ESE makes science relevant and memorable by helping people understand what they see outside, an approach we call backyard earth science. We teach teachers how to observe familiar landforms and ask questions about them. We teach the rock cycle as a story using rocks teachers collect from Little Cottonwood Creek. We discuss climate change using evidence of Ice Age Lake Bonneville. We encourage teachers to embrace uncertainty and value good questions. ESE’s special niche is that we give teachers, and others, confidence as well as competence to teach earth science principles, hands-on, outdoors, right in their neighborhoods.

We (a) teach courses and (b) develop resource materials. Please click on our Courses menu item above to learn more about these valuable convenings.  Resource materials are hard copy note books for teacher-participants in our summer in-services. Eventually these notebooks will become web resources written for teachers but useful to others, such as scout leaders and parents.

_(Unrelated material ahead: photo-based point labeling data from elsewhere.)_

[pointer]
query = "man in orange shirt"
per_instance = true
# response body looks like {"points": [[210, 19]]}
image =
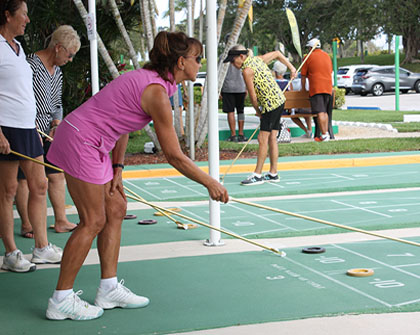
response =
{"points": [[318, 69]]}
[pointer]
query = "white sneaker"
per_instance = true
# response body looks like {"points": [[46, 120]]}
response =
{"points": [[50, 254], [119, 297], [17, 263], [72, 307]]}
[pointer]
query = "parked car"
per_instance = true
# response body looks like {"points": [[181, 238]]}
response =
{"points": [[382, 79], [345, 75], [200, 79]]}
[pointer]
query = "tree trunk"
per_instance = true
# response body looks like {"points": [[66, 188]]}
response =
{"points": [[101, 47], [200, 24], [220, 18], [177, 117], [153, 12], [147, 25], [202, 127], [121, 27]]}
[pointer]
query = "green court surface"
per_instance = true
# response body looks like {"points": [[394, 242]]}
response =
{"points": [[201, 292]]}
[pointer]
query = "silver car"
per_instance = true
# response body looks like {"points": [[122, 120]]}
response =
{"points": [[382, 79]]}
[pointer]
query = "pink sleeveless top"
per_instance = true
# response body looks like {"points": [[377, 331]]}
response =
{"points": [[84, 139]]}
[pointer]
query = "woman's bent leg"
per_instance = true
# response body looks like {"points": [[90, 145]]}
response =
{"points": [[89, 200]]}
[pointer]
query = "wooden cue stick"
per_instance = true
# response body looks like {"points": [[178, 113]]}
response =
{"points": [[249, 140], [36, 161], [325, 222], [206, 225], [158, 209]]}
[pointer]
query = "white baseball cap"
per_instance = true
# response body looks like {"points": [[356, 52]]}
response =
{"points": [[312, 42]]}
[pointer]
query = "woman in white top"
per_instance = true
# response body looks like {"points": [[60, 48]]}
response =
{"points": [[18, 133]]}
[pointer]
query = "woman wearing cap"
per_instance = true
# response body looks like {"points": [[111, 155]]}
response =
{"points": [[81, 147], [18, 133], [268, 102]]}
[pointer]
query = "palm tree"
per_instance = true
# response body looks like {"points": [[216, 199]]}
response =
{"points": [[202, 128]]}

We focus our efforts. Our target audience is teachers, specifically Utah elementary teachers. Why? We are told that elementary teachers turn young people on or off to science. Many elementary teachers are women who role model that they “can’t do” science. However, most teachers are good story tellers. Most are interested in their neighborhoods, and in their students’ environment. We teach teachers how to use local geology to teach students about their rocks, their landscapes, their hazards, their resources, in short, their Earth system. We discourage memorization and rote vocabulary and encourage questions and stories. When a teacher tells an accurate story about a rock’s history, she teaches science. We have found that elementary school teachers are more likely to turn students on to science when they, themselves, are confident as well as competent in telling the history of our valley, the story of Great Salt Lake , the journey of a rock along the rock cycle.